Real Estate investments have been around for many decades now. For a lot of investors, real estate investments have turned up to be a secure and stable investment option. When one thinks of investing in real estate, buying property or land is the first thing that pops up in their mind. While it is a part of real estate investing, there are other ways to take exposure in real estate.
Since buying property or land requires a sizeable amount of capital, many people don’t consider real estate as one of the viable investment options for them. But before you make any judgments or decisions regarding this investment option, here are some of the ways to invest. We hope it will help you make an informed decision.
Paths to Investing
There are several ways to enter the real estate investment world. These ways have made the real estate sector accessible and flexible for every investor. Following are some of them:
A Real Estate Investment Trust or REIT is a company that owns, operates, or finances income-generating real estate. REIT pools money from different investors such as institutional and retail investors to own a share of a real estate property. It is similar to mutual funds but for real estate.
You can invest in REITs through a brokerage account, and it is similar to buying stocks. If we compare buying REIT units to property, the cost of investing in REIT is just a fraction of the cost of buying a property. It is a great option for investors looking for dividends as a source of income.
Real estate stocks or ETFs
Real Estate Stocks or ETFs are a great option for those who do not want to buy a property. One can invest in varied stocks, mutual funds, and ETFs related to the real estate industry. Some examples would be estate agencies, construction companies, furnishing, home appliances, etc.
Since many of these are stock options, you get to enjoy the benefits of investment in regular stocks. These stocks provide stable price appreciation or growth, liquidity, etc. with a minimum initial investment.

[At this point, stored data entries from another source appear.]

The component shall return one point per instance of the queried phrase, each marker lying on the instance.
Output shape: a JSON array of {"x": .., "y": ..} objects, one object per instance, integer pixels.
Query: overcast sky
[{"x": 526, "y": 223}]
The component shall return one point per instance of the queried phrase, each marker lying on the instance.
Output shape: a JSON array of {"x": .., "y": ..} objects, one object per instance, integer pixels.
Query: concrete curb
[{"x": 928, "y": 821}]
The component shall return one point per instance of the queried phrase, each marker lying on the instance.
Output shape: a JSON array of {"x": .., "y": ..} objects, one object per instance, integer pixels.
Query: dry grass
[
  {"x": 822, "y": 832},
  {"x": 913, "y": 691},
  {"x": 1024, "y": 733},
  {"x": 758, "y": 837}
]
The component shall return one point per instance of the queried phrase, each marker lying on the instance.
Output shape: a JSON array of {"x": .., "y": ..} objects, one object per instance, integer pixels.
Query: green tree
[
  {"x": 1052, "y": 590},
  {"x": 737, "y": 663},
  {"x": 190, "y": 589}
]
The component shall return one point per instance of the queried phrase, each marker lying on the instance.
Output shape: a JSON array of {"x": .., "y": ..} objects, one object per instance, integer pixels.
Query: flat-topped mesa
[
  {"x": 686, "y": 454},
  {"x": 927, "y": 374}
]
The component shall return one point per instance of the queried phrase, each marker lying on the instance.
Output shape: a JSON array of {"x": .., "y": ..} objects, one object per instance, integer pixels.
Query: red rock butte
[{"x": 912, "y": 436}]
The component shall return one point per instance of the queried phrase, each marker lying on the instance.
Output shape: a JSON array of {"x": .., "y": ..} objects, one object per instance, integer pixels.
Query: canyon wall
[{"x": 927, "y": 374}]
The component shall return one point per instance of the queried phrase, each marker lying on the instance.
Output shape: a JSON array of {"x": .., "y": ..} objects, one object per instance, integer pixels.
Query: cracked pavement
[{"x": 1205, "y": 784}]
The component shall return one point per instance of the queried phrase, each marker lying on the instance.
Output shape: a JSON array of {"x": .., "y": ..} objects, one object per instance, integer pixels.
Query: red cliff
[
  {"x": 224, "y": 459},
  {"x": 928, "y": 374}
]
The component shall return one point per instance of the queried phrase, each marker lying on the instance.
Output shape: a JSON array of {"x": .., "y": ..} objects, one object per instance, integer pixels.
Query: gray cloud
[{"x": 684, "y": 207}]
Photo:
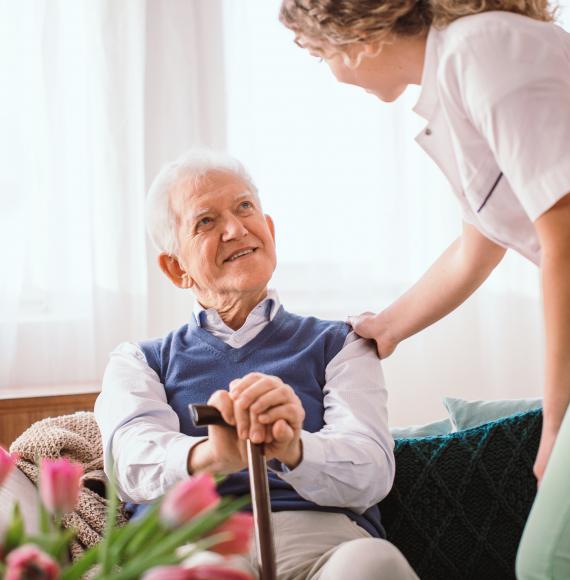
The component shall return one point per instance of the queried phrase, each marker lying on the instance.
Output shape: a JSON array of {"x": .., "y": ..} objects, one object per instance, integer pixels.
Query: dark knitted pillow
[{"x": 460, "y": 501}]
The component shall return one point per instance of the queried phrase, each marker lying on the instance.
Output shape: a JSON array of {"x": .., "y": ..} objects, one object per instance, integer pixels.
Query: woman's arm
[
  {"x": 453, "y": 277},
  {"x": 553, "y": 228}
]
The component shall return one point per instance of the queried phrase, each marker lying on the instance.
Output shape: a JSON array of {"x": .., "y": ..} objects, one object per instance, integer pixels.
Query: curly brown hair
[{"x": 328, "y": 27}]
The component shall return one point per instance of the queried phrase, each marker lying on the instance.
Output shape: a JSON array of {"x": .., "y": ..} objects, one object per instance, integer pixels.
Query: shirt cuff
[
  {"x": 311, "y": 463},
  {"x": 177, "y": 458}
]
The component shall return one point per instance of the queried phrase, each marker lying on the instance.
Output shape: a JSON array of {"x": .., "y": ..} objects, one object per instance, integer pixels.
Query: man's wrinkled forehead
[{"x": 195, "y": 194}]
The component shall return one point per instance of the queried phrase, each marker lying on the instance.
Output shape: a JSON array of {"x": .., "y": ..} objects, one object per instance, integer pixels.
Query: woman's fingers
[{"x": 364, "y": 325}]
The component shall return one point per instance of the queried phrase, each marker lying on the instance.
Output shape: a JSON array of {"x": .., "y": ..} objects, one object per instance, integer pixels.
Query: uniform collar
[
  {"x": 428, "y": 99},
  {"x": 209, "y": 319}
]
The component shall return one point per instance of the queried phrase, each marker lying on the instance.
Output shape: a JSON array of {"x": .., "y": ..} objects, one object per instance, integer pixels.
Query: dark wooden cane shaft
[
  {"x": 203, "y": 415},
  {"x": 261, "y": 501}
]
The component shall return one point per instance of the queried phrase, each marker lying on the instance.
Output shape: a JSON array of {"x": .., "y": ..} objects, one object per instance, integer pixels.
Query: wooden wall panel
[{"x": 17, "y": 414}]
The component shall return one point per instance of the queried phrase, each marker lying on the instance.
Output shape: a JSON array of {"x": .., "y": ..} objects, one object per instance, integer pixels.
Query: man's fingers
[
  {"x": 282, "y": 432},
  {"x": 221, "y": 400},
  {"x": 257, "y": 431},
  {"x": 271, "y": 399},
  {"x": 237, "y": 386},
  {"x": 289, "y": 412},
  {"x": 248, "y": 395}
]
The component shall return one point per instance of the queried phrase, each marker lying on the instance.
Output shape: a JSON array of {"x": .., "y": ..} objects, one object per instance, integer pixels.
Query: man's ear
[
  {"x": 271, "y": 225},
  {"x": 174, "y": 271}
]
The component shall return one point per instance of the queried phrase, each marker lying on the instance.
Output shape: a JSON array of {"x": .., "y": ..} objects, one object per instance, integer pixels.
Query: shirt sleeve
[
  {"x": 513, "y": 84},
  {"x": 350, "y": 462},
  {"x": 142, "y": 442}
]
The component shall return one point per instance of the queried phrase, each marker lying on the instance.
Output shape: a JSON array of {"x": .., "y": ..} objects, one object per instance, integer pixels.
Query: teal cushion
[
  {"x": 460, "y": 501},
  {"x": 467, "y": 414},
  {"x": 442, "y": 427}
]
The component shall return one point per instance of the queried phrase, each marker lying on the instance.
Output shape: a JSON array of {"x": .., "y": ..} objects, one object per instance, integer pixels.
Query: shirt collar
[
  {"x": 265, "y": 310},
  {"x": 428, "y": 96}
]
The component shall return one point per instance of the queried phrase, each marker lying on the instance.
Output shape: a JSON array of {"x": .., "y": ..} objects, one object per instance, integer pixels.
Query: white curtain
[
  {"x": 96, "y": 96},
  {"x": 361, "y": 213}
]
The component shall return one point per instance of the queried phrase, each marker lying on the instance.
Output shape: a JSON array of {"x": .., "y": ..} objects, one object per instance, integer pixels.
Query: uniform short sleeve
[{"x": 511, "y": 78}]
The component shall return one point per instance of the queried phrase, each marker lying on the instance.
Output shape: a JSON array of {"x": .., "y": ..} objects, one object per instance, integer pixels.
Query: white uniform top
[{"x": 496, "y": 95}]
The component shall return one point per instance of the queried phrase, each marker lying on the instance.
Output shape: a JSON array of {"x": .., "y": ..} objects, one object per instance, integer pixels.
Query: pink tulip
[
  {"x": 240, "y": 525},
  {"x": 7, "y": 463},
  {"x": 28, "y": 561},
  {"x": 188, "y": 499},
  {"x": 166, "y": 573},
  {"x": 60, "y": 484},
  {"x": 204, "y": 572}
]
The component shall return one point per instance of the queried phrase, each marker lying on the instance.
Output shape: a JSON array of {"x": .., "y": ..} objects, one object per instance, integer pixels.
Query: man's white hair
[{"x": 191, "y": 167}]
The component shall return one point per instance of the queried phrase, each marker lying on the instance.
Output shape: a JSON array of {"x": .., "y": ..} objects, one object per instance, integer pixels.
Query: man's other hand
[{"x": 267, "y": 410}]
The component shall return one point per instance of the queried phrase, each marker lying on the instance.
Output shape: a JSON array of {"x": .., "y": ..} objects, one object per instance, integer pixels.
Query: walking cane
[{"x": 203, "y": 415}]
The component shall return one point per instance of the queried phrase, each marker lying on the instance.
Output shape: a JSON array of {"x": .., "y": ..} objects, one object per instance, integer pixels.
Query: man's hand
[
  {"x": 267, "y": 410},
  {"x": 223, "y": 452}
]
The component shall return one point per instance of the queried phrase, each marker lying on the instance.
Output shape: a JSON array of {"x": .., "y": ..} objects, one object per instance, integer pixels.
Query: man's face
[{"x": 227, "y": 244}]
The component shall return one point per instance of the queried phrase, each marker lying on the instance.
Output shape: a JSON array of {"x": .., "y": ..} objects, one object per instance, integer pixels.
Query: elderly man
[{"x": 311, "y": 389}]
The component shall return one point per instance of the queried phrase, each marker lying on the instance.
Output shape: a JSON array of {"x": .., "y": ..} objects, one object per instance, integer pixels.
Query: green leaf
[
  {"x": 15, "y": 533},
  {"x": 165, "y": 550},
  {"x": 80, "y": 567},
  {"x": 45, "y": 520}
]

Renting out for a long-term or short-term
This is the most common type of real estate investment, where you buy a property and rent it out to other people. You can do it or you can hire a real estate agent to take care of it. You can choose whether you want to do it on a short-term basis or long-term basis. Vacation properties are considered as short-term rental properties and apartments or homes are long-term properties.
This process may seem very easy on the surface, but it requires a lot of time and energy to maintain the house, collect rent from tenants, keep the place occupied, etc, says MotleyFool.
It also doesn’t suit every type of investor, as it requires a little more capital to get started. Nevertheless, both of them can give you adequate returns and a steady cash-flow if you handle them efficiently.
Apart from these options, you can also try other ones such as house flipping. This involves looking at potential properties and transforming them into marketable residences. This requires a lot of capital and skill sets, but the returns achieved in the short-term can be quite high.
You can also consider investing in land. Land investments are cheaper compared to buying developed property, and it gives you the freedom of choosing what you want to do with it. This requires a lot of foreseeing, as there could be many outcomes of the land in the future.
Is real estate a good investment option?
These investments pay off really well from a long-term investment perspective. It is also important to note that the above-mentioned strategies may suit different types of investors, making it a viable investment option. Whether you want to start big or small, short-term or long-term, there is a real estate investment option apt for you.
Benefits of real estate investing
The price of a property may appreciate a lot. If there is a development in the area near your property, then your property can become highly attractive to other property buyers. The value of property keeps on changing, and we see that in most cases the price increases with time.
However, considering the absolute returns in a silo may not be the ideal way. You also need to check the other costs associated with the property, such as taxes and other investment costs.
The Balance cites another benefit of real estate investment is that it is relatively less volatile than the stock market. While the potential earning of both asset classes aren’t the same, there is a steady incline in price. Apart from this, having enough rental properties can enable you to generate cash flow at regular intervals.
Risks with real estate investing
Like every other investment option, investing in real estate also comes with some amount of risk and downsides. These investments don’t provide investors with a lot of liquidity i.e. you cannot turn a property into cash as quickly as stocks. The potential returns in these are also not as high as stock returns.
If you are willing to rent out property, dealing with tenants, property maintenance and other related activities also requires a lot of time, money and attention. Understanding the basics of real estate investing helps beginners to invest in them with ease. However, you need to keep in mind that investing in real estate is also a journey where mistakes are inevitable and you can learn from it. You need to decide for yourself, which is the right path for you and gradually make progress.